Tôt jeudi matin, plus de 300 paramédics provenant de différentes régions du Québec ont bloqué l’ensemble des accès au Secrétariat du Conseil du trésor, dans la capitale nationale. Pendant plusieurs heures, aucun employé n’a pu pénétrer dans l’édifice.
Ce geste survient dans un contexte de profond mécontentement au sein du milieu préhospitalier. Les paramédics sont en effet sans convention collective depuis maintenant plus de deux ans.
Selon le Syndicat canadien de la fonction publique (SCFP), les négociations avec le gouvernement du Québec peinent à progresser et les discussions seraient même au point mort. Il craint d’ailleurs que le gouvernement repousse la conclusion d’une entente après les élections générales prévues en octobre.
« On en a assez de ne pas être reconnus pour le travail vital qu'on effectue.
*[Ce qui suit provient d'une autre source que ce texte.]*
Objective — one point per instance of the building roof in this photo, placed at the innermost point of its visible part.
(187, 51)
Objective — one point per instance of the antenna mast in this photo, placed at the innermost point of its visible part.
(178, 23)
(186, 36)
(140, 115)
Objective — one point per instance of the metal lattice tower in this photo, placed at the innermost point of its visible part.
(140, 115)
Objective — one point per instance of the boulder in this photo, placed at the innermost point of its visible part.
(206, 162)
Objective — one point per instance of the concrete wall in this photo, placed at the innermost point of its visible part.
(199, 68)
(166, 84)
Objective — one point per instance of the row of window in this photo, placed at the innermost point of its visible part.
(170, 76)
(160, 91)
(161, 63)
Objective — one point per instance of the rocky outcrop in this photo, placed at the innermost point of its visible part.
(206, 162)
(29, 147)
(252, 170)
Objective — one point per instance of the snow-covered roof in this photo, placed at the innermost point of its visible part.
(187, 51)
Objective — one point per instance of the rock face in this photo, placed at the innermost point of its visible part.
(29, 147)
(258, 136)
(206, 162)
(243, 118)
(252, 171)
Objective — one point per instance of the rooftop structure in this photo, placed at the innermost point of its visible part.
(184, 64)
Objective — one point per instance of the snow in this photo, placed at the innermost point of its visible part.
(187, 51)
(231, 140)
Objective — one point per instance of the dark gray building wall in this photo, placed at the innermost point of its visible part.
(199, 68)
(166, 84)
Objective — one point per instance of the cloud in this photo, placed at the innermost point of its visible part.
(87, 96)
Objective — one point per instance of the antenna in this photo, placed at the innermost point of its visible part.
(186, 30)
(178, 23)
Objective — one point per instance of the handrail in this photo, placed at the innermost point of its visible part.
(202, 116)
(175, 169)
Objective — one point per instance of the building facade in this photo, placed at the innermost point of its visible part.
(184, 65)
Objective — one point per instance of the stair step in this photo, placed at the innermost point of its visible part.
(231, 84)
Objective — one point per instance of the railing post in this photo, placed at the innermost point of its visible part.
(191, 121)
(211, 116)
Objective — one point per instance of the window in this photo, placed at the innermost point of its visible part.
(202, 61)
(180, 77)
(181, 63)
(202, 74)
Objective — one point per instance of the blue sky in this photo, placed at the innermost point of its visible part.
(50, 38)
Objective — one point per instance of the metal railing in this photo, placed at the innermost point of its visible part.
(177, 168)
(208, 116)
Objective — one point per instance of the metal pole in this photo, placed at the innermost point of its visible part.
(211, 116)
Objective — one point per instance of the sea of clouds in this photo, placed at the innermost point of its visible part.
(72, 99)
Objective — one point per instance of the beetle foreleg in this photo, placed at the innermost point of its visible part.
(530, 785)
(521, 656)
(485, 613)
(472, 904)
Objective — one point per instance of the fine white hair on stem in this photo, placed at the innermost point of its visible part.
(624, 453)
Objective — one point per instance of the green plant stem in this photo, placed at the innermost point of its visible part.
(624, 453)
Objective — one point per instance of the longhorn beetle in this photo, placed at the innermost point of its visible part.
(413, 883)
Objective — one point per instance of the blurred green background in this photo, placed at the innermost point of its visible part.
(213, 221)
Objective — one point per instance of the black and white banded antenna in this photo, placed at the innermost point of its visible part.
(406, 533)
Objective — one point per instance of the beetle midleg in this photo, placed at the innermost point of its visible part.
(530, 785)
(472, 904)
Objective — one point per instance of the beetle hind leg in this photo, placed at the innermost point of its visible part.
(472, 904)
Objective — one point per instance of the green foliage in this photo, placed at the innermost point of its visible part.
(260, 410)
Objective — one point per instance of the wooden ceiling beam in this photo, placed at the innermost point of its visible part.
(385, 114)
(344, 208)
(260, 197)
On n'accepte pas de voir le système de soins préhospitaliers repartir sur la voie du manque de main-d'œuvre et des temps d'attente inacceptables. », a déclaré Sébastien Gourre, président de la Fraternité des travailleurs et travailleuses du préhospitalier du Québec (FTPQ), l'un des syndicats ayant participé au blocage.
Selon lui, la désignation des paramédics comme services essentiels empêche les syndicats d’exercer des moyens de pression efficaces, ce qui prolonge indûment les négociations.
« Le gouvernement est en processus de nous intégrer à un ordre professionnel pour garantir une meilleure protection du public. Si c'est vraiment son intention, alors qu'il revienne à la table de négociation pour obtenir rapidement une entente qui assurera la stabilité de la main-d'œuvre et des services à la population. », a-t-il ajouté.